From the critically acclaimed author Bradford Morrow, a literary quest novel that travels from Nazi-occupied Prague to turn-of-the-millennium New York as a young musicologist seeks to reunite the lost pages of a mysterious sonata manuscript
THE PRAGUE SONATA
by Bradford Morrow
Atlantic Monthly Press, October 2017
In the early days of the new millennium, worn and weathered pages of an original, partial sonata score—the gift of a Czech immigrant living out her final days in Queens—come into the hands of Meta Taverner, a young musicologist whose concert piano career was cut short by an injury. To Meta’s eye, it appears to be an authentic eighteenth-century manuscript; to her discerning ear, the music rendered there is commanding, hauntingly beautiful, clearly the work of a master. But there is no indication of who the composer might be. The gift comes with the caveat that Meta attempt to find the manuscript’s true owner—a Prague friend the old woman has not heard from since the Second World War forced them apart—and to make the three-part sonata whole again. Leaving New York behind for the land of Dvořák and Kafka, Meta sets out on an unforgettable search to locate the remaining movements of the sonata and uncover a story that has influenced the course of many lives, even as it becomes clear that she isn’t the only one after the music’s secrets.

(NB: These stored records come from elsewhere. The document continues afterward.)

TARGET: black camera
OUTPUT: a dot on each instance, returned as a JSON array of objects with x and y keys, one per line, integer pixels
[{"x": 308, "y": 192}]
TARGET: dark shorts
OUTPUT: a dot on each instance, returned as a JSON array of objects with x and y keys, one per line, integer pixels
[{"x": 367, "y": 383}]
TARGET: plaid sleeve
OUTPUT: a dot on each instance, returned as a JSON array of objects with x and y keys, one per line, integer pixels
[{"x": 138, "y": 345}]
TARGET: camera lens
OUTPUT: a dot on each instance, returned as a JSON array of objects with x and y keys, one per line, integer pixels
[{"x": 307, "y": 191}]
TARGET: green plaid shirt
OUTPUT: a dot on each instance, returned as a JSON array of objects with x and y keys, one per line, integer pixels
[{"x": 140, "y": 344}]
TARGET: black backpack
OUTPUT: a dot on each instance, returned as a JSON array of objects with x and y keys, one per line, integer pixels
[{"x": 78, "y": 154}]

Magisterially evoking decades of Prague’s tragic and triumphant history, from the First World War through the soaring days of the Velvet Revolution, and moving from postwar London to the heartland of immigrant America, THE PRAGUE SONATA is both epic and intimate.
Bradford Morrow is the author of seven previous novels, including “Trinity Fields” (Los Angeles Times Book Prize finalist), “The Diviner’s Tale”, and most recently, “The Forgers”, as well as a short story collection, “The Uninnocent”. He is the founding editor of Conjunctions and has contributed to many anthologies and journals.